The Retirement Commission, Te Ara Ahunga Ora recently released a paper providing a simple description of New Zealand Superannuation to aid discussion of NZ Super. Details are reprinted below.
SUMMARY
The paper aims to provide a simple description of New Zealand Superannuation [NZ Super] for the purposes of understanding the policy situation. It aids well-informed discussion of NZ Super by outlining the details of the policy, especially as there are a variety of superannuation systems around the world, and ours has some unique features.
KEY POINTS
- Under the OECD’s classifications of retirement income schemes, which is based on the objectives they aim to achieve, NZ Super is a tier 1 scheme and it has served well to prevent pension poverty.
- NZ Super is designed relatively simply with broad eligibility and administrative simplicity. It does not impact labour market participation.
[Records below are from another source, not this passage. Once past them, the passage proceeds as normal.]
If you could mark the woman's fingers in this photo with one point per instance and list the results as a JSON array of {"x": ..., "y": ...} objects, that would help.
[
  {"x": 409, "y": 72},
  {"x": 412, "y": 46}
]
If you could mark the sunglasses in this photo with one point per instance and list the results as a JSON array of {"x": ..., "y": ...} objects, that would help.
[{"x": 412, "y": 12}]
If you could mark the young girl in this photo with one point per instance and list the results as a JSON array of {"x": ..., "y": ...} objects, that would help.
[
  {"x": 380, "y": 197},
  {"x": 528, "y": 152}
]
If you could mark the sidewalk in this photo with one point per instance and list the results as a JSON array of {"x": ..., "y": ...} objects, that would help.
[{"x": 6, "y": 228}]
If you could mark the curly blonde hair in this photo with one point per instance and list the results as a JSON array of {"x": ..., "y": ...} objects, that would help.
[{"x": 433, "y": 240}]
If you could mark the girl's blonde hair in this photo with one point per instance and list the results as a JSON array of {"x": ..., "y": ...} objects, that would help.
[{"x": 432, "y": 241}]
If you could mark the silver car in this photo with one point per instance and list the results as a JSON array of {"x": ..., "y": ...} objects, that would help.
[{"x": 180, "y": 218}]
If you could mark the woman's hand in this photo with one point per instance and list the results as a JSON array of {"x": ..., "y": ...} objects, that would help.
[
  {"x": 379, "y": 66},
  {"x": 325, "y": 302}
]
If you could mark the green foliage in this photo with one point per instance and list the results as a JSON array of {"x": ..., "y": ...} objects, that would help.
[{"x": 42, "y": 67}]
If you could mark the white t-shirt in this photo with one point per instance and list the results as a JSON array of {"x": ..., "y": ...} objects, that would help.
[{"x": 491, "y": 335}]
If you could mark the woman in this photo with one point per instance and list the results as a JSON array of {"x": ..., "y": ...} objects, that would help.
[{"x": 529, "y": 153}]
- NZ Super has been present since 1938 and no political party is suggesting removing it. There is no definitive reason why it will not be in place for future generations.
- As of June 2021, there are 837,549 superannuitants, with females making up 53.5% and males 46.5%. Māori only make up 5.9% and Pacific Peoples 2.6%, whereas NZ European account for 62.4% of superannuitants.
- Government gross expenditure on NZ Super for 2020/21 is $16.58 billion – 5% GDP.
- As our population ages, the percentage of GDP represented by the expenditure on NZ Super will increase, but will be offset by drawdowns from the NZ Super Fund. This will provide a smoothed PAYG financing model for NZ Super.
- Other options, such as increasing GDP, borrowing, or expanding the tax base (by taxing capital or wealth), are also available to assist in the financing of NZ Super. Any of these options would also help address other rising expenditure, such as healthcare.
MAIN MESSAGE
NZ Super is a foundational part of the retirement income framework in Aotearoa New Zealand but demographic and economic changes have implications for the policy.
There will be more superannuitants in future years, as we have an ageing population, and superannuitants will face different costs in retirement. For some these costs will include rent, as home ownership rates have fallen, and others will still be paying off their mortgages.
Whether NZ Super will continue to provide poverty alleviation for future superannuitants is uncertain but appears to be at risk. In addition, the expenditure on NZ Super will increase, and this has led to discussion of raising the age of eligibility or means-testing.
However, reduced access to NZ Super could simply result in government expenditure in other areas, or tax planning practises.
Further, any changes to retirement policy should always be based on a principled approach, and signalled well in advance, so that people have time to plan. They should also be considered in terms of the Crown’s obligations to Māori under Te Tiriti o Waitangi.